How should writers from a middle-class, white background (like me) handle creating characters of different ethnic and cultural origins? How can we free ourselves from the "white as default" mindset? One of the lists I subscribe to recently discussed the problems of writing about characters of different races, especially with regard to color descriptions. What methods can we use to indicate the race of a character without resorting to food and drink analogies (e.g., cafe-au-lait skin), which have become cliches and are objectionable to many people? Here's a very informative website that was mentioned on the list:Writing with Color
I admit I've used the "cafe-au-lait" terminology myself. Right away, a page on this site saved me from the embarrassment of asking why that's bad when it's also common to attribute "peaches and cream complexion" or "cherry lips" to a Caucasian heroine.
"Writing with Color" covers, among many other issues, how to handle races in imaginary societies, as in fantasy realms or alien worlds. How can we make it clear that the characters don't all look like northern Europeans, without slipping into "white as default" territory?
A fascinating fantasy novel I recently read, THE FIFTH SEASON by N. K. Jemisin, does a wonderful job of portraying a multi-ethnic world by gracefully working the details of the society into the narrative. Here's part of the mini-review I included in my June newsletter:
"This novel takes place on a world racked by violent seismic events and climate catastrophes. Earthquakes, volcanic eruptions, tsunamis, and their aftereffects such as epidemics and fungal blooms plague the inhabited continent, ironically named Stillness. Fifth Seasons, which happen at irregular intervals, are worldwide climatic disasters that can last months, years, or even decades. We get this information from an omniscient voice in the prologue. At the end of the book, a pair of glossaries in an appendix offers help for readers who have trouble keeping everything straight. The story proper is narrated from the viewpoints of three female characters in completely separate time periods and storylines....Orogenes, people with innate talent for control of earthshaking events, provide the only hope of a community’s coming through such an event relatively unscathed. All people have an extra sense that enables them to 'sess' the movements of the planet, but only orogenes can manipulate those energies. Thus, they are recognized as essential. Yet orogenes are also feared and loathed, because their powers, if not properly channeled, can wreak devastation. Those not trained by and under the direction of the Fulcrum, their headquarters in the capital city, are subject to shunning and even lynching. In this world, disciplines such as geology are highly valued, while astronomy (for instance) is disdained as a pseudoscience. Besides the human inhabitants, Stillness harbors a nearly legendary species called stone eaters, essentially made of animated rock. The three protagonists are: Essun, an orogene who keeps her true nature secret while living in a small village, until her husband discovers the truth, kills their son, and disappears with their daughter; in the midst of a disaster that may herald a coming Fifth Season, she journeys in search of her missing child. Damaya, a prepubescent girl whose family sells her to a Guardian—a member of the caste charged with keeping orogenes under control—to be taken to Fulcrum for training. Syenite, a fairly advanced orogene sent on a mission with an irascible fellow-orogene of superior rank whom she can hardly stand but with whom she’s expected to produce a child."

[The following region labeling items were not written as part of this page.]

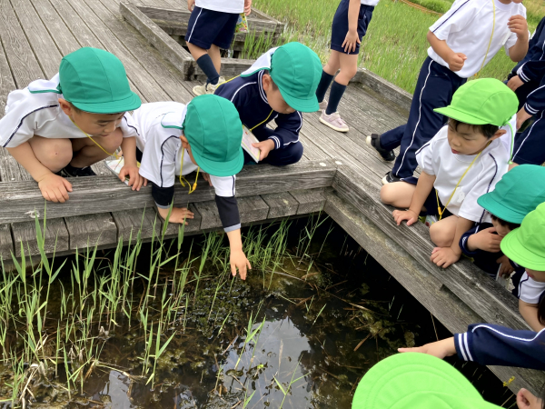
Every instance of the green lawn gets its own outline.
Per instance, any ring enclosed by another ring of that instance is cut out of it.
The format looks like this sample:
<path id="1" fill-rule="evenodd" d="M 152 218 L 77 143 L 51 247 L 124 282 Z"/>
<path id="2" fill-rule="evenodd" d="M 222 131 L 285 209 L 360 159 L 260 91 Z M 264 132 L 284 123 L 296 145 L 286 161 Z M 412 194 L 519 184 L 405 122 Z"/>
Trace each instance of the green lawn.
<path id="1" fill-rule="evenodd" d="M 283 42 L 300 41 L 325 62 L 329 55 L 331 25 L 340 0 L 253 0 L 253 6 L 288 24 Z M 421 0 L 424 5 L 425 0 Z M 438 0 L 439 1 L 439 0 Z M 449 2 L 449 0 L 441 0 Z M 525 1 L 529 25 L 533 31 L 543 15 L 543 1 Z M 427 56 L 428 28 L 439 18 L 391 0 L 381 0 L 362 42 L 360 66 L 376 73 L 412 93 L 420 68 Z M 482 70 L 481 77 L 503 80 L 514 63 L 503 50 Z"/>

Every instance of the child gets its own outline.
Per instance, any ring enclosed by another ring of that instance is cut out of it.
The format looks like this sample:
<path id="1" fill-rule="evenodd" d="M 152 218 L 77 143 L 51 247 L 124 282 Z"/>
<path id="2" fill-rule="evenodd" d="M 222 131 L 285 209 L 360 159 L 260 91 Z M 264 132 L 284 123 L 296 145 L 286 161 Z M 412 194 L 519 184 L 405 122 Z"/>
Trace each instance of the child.
<path id="1" fill-rule="evenodd" d="M 121 145 L 119 178 L 140 190 L 136 132 L 126 111 L 140 106 L 119 59 L 80 48 L 65 55 L 51 80 L 37 80 L 7 96 L 0 120 L 0 146 L 38 183 L 45 200 L 64 203 L 72 184 L 63 176 L 92 176 L 91 165 Z"/>
<path id="2" fill-rule="evenodd" d="M 428 32 L 428 58 L 418 77 L 406 125 L 367 143 L 384 160 L 400 155 L 383 184 L 412 182 L 416 152 L 441 128 L 447 118 L 435 108 L 451 103 L 467 78 L 479 74 L 503 46 L 512 61 L 520 61 L 528 50 L 528 25 L 522 0 L 457 0 Z"/>
<path id="3" fill-rule="evenodd" d="M 144 104 L 134 114 L 138 149 L 143 152 L 140 175 L 152 183 L 152 195 L 166 219 L 174 197 L 176 175 L 199 170 L 215 189 L 220 219 L 231 246 L 231 272 L 243 280 L 252 268 L 243 252 L 241 221 L 234 196 L 236 174 L 243 168 L 243 125 L 233 104 L 215 95 L 193 98 L 187 106 L 176 102 Z M 183 179 L 185 180 L 185 179 Z M 196 187 L 188 183 L 190 193 Z M 186 181 L 187 182 L 187 181 Z M 173 207 L 170 223 L 184 223 L 193 214 Z"/>
<path id="4" fill-rule="evenodd" d="M 503 175 L 492 192 L 477 199 L 490 214 L 492 223 L 479 223 L 464 233 L 460 247 L 480 268 L 496 278 L 513 272 L 510 260 L 500 250 L 500 243 L 522 219 L 545 202 L 545 167 L 535 165 L 517 166 Z M 500 265 L 499 265 L 500 264 Z M 518 287 L 524 268 L 518 267 L 513 283 Z"/>
<path id="5" fill-rule="evenodd" d="M 435 111 L 450 117 L 449 124 L 417 153 L 422 169 L 416 186 L 403 182 L 382 186 L 381 200 L 394 207 L 398 225 L 418 221 L 419 214 L 439 216 L 430 227 L 437 245 L 431 260 L 447 268 L 461 255 L 461 235 L 474 223 L 486 220 L 477 199 L 494 188 L 507 172 L 509 148 L 498 140 L 507 133 L 517 110 L 517 96 L 503 83 L 479 79 L 462 85 L 446 108 Z M 504 128 L 500 128 L 504 126 Z M 510 145 L 508 142 L 508 145 Z"/>
<path id="6" fill-rule="evenodd" d="M 519 311 L 534 331 L 545 328 L 545 203 L 501 240 L 505 255 L 526 269 L 519 284 Z"/>
<path id="7" fill-rule="evenodd" d="M 206 75 L 204 85 L 193 87 L 195 95 L 213 94 L 223 83 L 220 49 L 231 48 L 234 29 L 241 13 L 252 11 L 252 0 L 187 0 L 191 12 L 185 41 L 197 65 Z"/>
<path id="8" fill-rule="evenodd" d="M 337 106 L 349 81 L 358 71 L 358 54 L 362 38 L 372 17 L 379 0 L 341 0 L 332 25 L 332 54 L 322 72 L 316 90 L 322 115 L 320 122 L 339 132 L 348 132 L 348 125 L 337 112 Z M 325 92 L 335 77 L 329 103 L 323 99 Z"/>
<path id="9" fill-rule="evenodd" d="M 321 73 L 316 53 L 301 43 L 288 43 L 269 50 L 240 76 L 218 86 L 215 95 L 234 104 L 243 124 L 260 141 L 253 144 L 261 151 L 260 163 L 282 166 L 301 159 L 301 113 L 318 111 Z M 266 126 L 273 119 L 274 130 Z M 244 156 L 246 163 L 253 163 L 246 153 Z"/>

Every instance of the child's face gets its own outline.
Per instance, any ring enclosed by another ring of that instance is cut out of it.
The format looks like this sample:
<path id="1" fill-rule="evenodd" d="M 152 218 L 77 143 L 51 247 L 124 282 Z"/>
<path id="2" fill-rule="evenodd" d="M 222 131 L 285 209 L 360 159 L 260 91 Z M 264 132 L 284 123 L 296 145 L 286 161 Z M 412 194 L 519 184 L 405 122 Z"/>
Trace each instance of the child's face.
<path id="1" fill-rule="evenodd" d="M 91 114 L 76 112 L 64 99 L 59 98 L 61 108 L 79 128 L 90 136 L 108 136 L 119 126 L 124 112 L 119 114 Z"/>
<path id="2" fill-rule="evenodd" d="M 269 105 L 271 105 L 272 109 L 279 114 L 292 114 L 295 112 L 293 108 L 286 104 L 278 87 L 272 85 L 271 75 L 265 74 L 263 76 L 263 91 L 265 91 L 267 101 L 269 101 Z"/>
<path id="3" fill-rule="evenodd" d="M 500 129 L 492 137 L 487 138 L 467 124 L 459 124 L 458 129 L 449 124 L 449 145 L 454 155 L 477 155 L 490 141 L 499 138 L 503 134 L 505 130 Z"/>
<path id="4" fill-rule="evenodd" d="M 527 268 L 526 274 L 535 281 L 545 283 L 545 271 L 530 270 L 530 268 Z"/>

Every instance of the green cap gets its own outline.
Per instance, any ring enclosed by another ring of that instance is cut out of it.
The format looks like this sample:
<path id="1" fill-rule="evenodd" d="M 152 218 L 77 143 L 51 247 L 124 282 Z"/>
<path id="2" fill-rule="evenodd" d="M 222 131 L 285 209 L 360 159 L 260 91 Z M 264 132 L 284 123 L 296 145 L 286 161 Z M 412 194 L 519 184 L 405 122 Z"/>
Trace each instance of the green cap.
<path id="1" fill-rule="evenodd" d="M 117 114 L 140 107 L 140 97 L 131 91 L 119 58 L 98 48 L 84 47 L 61 61 L 60 91 L 82 111 Z"/>
<path id="2" fill-rule="evenodd" d="M 496 217 L 517 224 L 543 202 L 545 167 L 537 165 L 515 166 L 501 177 L 492 192 L 477 199 L 481 206 Z"/>
<path id="3" fill-rule="evenodd" d="M 449 106 L 433 111 L 471 125 L 503 126 L 519 110 L 514 92 L 495 78 L 469 81 L 454 93 Z"/>
<path id="4" fill-rule="evenodd" d="M 379 362 L 362 378 L 352 409 L 499 409 L 452 365 L 427 354 Z"/>
<path id="5" fill-rule="evenodd" d="M 183 135 L 197 165 L 214 176 L 238 174 L 244 165 L 243 123 L 228 99 L 207 94 L 187 105 Z"/>
<path id="6" fill-rule="evenodd" d="M 292 108 L 301 112 L 320 109 L 316 88 L 322 77 L 322 63 L 306 45 L 293 42 L 279 47 L 272 55 L 271 77 Z"/>
<path id="7" fill-rule="evenodd" d="M 519 265 L 545 271 L 545 203 L 530 212 L 520 227 L 503 237 L 500 247 Z"/>

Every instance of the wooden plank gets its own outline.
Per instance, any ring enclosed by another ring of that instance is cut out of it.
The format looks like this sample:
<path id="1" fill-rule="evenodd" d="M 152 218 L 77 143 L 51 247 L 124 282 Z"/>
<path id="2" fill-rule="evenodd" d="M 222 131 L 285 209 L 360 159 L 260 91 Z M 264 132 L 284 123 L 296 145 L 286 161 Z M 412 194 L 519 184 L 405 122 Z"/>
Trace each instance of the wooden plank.
<path id="1" fill-rule="evenodd" d="M 23 243 L 25 255 L 35 255 L 39 254 L 38 242 L 36 240 L 35 221 L 13 223 L 11 224 L 15 256 L 21 256 L 21 242 Z M 40 223 L 42 234 L 44 234 L 44 224 Z M 56 253 L 68 250 L 68 231 L 63 219 L 51 219 L 45 222 L 45 253 Z"/>
<path id="2" fill-rule="evenodd" d="M 269 206 L 269 219 L 297 214 L 299 202 L 289 192 L 262 195 L 262 199 Z"/>
<path id="3" fill-rule="evenodd" d="M 237 197 L 310 189 L 331 185 L 336 165 L 332 162 L 300 162 L 290 166 L 260 165 L 246 166 L 237 175 Z M 154 206 L 151 186 L 134 192 L 115 176 L 72 178 L 73 192 L 64 204 L 47 204 L 47 217 L 65 217 L 94 213 L 115 212 Z M 214 198 L 213 187 L 202 180 L 191 195 L 176 184 L 174 205 Z M 0 224 L 28 220 L 28 212 L 44 207 L 44 199 L 35 182 L 0 182 Z M 43 216 L 43 214 L 41 214 Z"/>
<path id="4" fill-rule="evenodd" d="M 117 227 L 109 213 L 64 217 L 64 221 L 71 250 L 93 248 L 117 241 Z"/>
<path id="5" fill-rule="evenodd" d="M 325 197 L 325 212 L 449 331 L 464 333 L 470 324 L 483 322 L 481 316 L 422 269 L 419 262 L 362 212 L 334 192 L 326 190 Z M 515 379 L 509 385 L 513 393 L 521 387 L 536 393 L 545 382 L 545 373 L 540 371 L 504 366 L 489 368 L 503 382 L 514 375 Z"/>
<path id="6" fill-rule="evenodd" d="M 291 190 L 290 194 L 299 202 L 297 214 L 321 212 L 325 204 L 322 189 Z"/>
<path id="7" fill-rule="evenodd" d="M 63 56 L 29 0 L 11 0 L 26 38 L 44 74 L 51 78 L 59 71 Z"/>

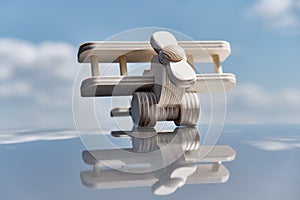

THE FIFTH SEASON is well worth reading even though it's a little difficult to follow because of the three different viewpoints and the fact that the chapters don't follow each other in a straightforward chronology. The author deals with gender and sexual orientation differences as matter-of-factly as with racial differences.
Another excellent example is AVATAR: THE LAST AIRBENDER (the animated series, not the travesty of a live-action film derived from it). The four dominant ethnic groups in this world are based on different Earth cultures, none of which is European. Fans objected to the shortage of Asian actors in the live-action movie, just as Ursula Le Guin and many of her readers expressed outrage at the whitewashing of characters in the TV adaptation of her Earthsea trilogy.
Years ago, a member of an online critique group I belonged to submitted a long, complex piece of work set in the deep South. The reaction I remember having was, "Where are all the black people?" Nary a sign of any in the story. Having grown up in Virginia in the 1950s and 1960s, I knew that even in the era of segregation, "colored people" (the polite term in that period) were highly visible. I'm trying to make a conscious effort not to make all the characters in my fiction look like me. Personally, I don't feel qualified to write individuals of other races as protagonists, but when including them as secondary characters, naturally I want to do it right.